There is a very interesting article Joshua Holland posted at AlterNet that suggests that much of the recent financial "crisis" may have been yet another snow job. To wit,
There is something approaching a consensus that the Paulson Plan -- also known as the Troubled Asset Relief Program, or TARP -- was a boondoggle of an intervention that's flailed from one approach to the next, with little oversight and less effect on the financial meltdown.

But perhaps even more troubling than the ad hoc nature of its implementation is the suspicion that has recently emerged that TARP -- hundreds of billions of dollars worth so far -- was sold to Congress and the public based on a Big Lie.

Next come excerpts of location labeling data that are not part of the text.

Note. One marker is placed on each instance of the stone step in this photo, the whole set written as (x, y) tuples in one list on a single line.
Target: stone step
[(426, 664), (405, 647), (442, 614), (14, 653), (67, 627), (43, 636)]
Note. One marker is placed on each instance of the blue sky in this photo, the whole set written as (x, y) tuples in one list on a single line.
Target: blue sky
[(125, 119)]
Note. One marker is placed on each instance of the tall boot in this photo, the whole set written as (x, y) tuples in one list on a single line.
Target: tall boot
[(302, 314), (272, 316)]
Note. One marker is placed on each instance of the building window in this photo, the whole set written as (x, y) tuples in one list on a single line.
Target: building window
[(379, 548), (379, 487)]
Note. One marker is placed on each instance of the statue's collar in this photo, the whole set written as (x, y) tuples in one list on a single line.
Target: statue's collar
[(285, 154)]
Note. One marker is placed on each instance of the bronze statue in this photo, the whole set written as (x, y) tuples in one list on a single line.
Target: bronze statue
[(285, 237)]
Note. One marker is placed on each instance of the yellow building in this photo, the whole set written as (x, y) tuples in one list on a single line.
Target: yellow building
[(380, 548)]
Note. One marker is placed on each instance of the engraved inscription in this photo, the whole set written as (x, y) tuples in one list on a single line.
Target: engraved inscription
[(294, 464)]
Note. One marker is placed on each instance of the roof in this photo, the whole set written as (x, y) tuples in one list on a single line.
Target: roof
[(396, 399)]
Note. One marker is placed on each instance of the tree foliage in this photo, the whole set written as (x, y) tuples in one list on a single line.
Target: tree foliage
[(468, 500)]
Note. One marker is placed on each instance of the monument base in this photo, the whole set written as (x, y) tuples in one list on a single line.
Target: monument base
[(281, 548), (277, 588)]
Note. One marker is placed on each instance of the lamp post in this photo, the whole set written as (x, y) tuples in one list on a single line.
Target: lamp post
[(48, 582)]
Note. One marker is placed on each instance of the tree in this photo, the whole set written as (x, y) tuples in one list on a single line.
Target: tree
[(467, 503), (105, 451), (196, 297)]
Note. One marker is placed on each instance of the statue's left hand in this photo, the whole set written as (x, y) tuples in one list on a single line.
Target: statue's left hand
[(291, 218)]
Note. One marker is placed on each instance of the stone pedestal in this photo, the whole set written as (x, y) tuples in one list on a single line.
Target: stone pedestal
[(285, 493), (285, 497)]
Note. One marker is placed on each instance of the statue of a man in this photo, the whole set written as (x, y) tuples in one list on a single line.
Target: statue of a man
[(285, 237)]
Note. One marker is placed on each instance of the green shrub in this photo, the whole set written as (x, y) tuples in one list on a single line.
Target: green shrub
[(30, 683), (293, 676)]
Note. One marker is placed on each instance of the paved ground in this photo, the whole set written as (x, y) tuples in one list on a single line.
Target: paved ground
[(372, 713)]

President George W. Bush, fabulist-in-chief, articulated the rationale for the program in that trademark way of his -- as if addressing a nation of slow-witted 12-year-olds -- on Sept. 24: "Major financial institutions have teetered on the edge of collapse ... [and] began holding onto their money, and lending dried up, and the gears of the American financial system began grinding to a halt." Bush said that if Congress didn't give Treasury Secretary Hank Paulson the trillion dollars (give or take) for which he was asking, the results would be disastrous: "Even if you have good credit history, it would be more difficult for you to get the loans you need to buy a car or send your children to college. And ultimately, our country could experience a long and painful recession."

For the most part, the press has continued to echo Bush's central assertion that there's a "credit crunch" preventing even qualified borrowers -- that's the key point -- from getting loans, and it's now part of the conventional wisdom.

But a number of economists are questionioning the factual basis of the credit crunch narrative. Columnist David Sirota recently looked at those claims and concluded that Americans "had been punk'd" -- that "the major claims about a credit crisis that justified Congress cutting a trillion-dollar blank check to Wall Street were demonstrably false," and the threat of a systemic banking crash was used by the Bush administration to overcome popular resistance to the "bailout..."
First, if this turns out to be true, it doesn't surprise me at all. I've gotten to the point in which I rarely believe ANYTHING that comes out of the DC beltway. Almost everything they tell us is baked in half-truths anyway and there almost always seems to be some sort of angle involved.

But the thing that really gets me -- and this will make me almost sound like a Bush supporter -- is that I'm getting really tired of the blame falling solely on the current administration. While I agree with many that George W. Bush will go down in history as one of the worst presidents this land has ever known, he's had a tremendous amount of help from both sides of the aisle!

The old adage "Fool me once, shame on you; Fool me twice, shame on me" applies in the present situation. Since almost every measure brought before Congress by Team Bush over the past 8 years has not been what it seemed originally, one would think that our elected representatives would cast a more critical eye at what is brought before them. Yet, time and time again, we hear Congress lament, "We didn't know. We didn't know."

This leads me to be believe that a) They DID know and/or b) They're all a big bunch of buffoons! Either way, you and I get to pay for it.